The problem with the Secretary's position is that excess leverage does not arise in a vacuum. Excess leverage arises when there is more cash to move than capital available to guaranty it. Think of Wall Street as a pipeline through which import dollars flow back into the American economy. An actual oil pipeline has to be big enough and strong enough to reliably carry oil from the well to the seaport. But size and strength are competing requirements: the thicker the walls of the pipe, the less its inner diameter and the less oil it can carry. Yes, the pipeline can be strengthened by adding thickness to the outside, but only if there is room in the system for a wider pipe. In many cases, it would appear to be easier to line the inside of the pipe without changing the shape of the pipeline than to accommodate an increased gross diameter.
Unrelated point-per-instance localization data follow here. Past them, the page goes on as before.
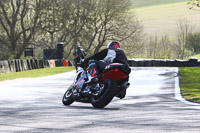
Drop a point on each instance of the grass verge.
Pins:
(35, 73)
(190, 83)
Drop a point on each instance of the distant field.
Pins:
(162, 20)
(142, 3)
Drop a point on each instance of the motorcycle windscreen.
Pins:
(115, 74)
(79, 84)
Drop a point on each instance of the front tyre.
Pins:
(105, 97)
(68, 97)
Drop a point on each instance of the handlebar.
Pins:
(79, 52)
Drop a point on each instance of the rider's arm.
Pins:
(98, 56)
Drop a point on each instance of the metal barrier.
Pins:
(29, 64)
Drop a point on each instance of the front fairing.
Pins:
(80, 78)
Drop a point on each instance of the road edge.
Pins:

At least one can imagine how that might be the case.

The same principles apply to the financial “pipeline” that returns dollars to the US. If the economy returns to the level of pre-crash activity, the amount of petro- and sino-dollars that need to be recycled here will return to the volume that was being processed by our 30-1 pre-crash system, and those dollars will have to flow through the same pre-crash pipeline, because that's all there is right now. But the pipe will have been narrowed by increased capital requirements.

A bank that leverages at 30-to-1 can repatriate $300B if it has $10B in capital. A bank that leverages at 12-to-1 can accommodate only $120B. So where does the other $180B go? How does it get into the country? Some of it will doubtless become bank capital, probably against the better judgment of its owners. If putting $1B at risk enables a sovereign wealth fund to invest $11B with much less risk, and at a return greater than Treasuries even with the capital haircut, that's probably a risk worth taking. Sheik Alwaleed Bin Talal already owns a ton of Citibank, so he's already providing some capital for his country's' reinvestment. But that's at pre-crash levels. Maybe he'll need to buy more. And maybe he'll have to provide capital to other banks.
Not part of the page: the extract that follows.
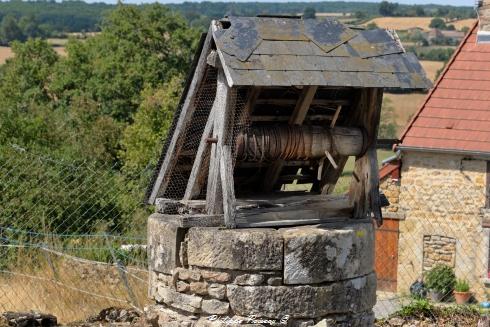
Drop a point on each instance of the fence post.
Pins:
(122, 274)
But is this what we want? Our banks being bought up by foreign investors, not because they think the banks are such good investments but because that's the only way they can get bonds to buy. Under that scenario, one would expect our trading partners to by-pass the investment banks entirely, setting up their own direct investment offices and not being bothered by capital requirements. Then who will need the banks?

The question that remains to be answered by events is whether a 12-1 banking system, strong as it may be, will have the capacity to service enough of the money coming home. Or will its role be supplanted by entities created for that purpose by trading partners who find our banks too puny for their needs.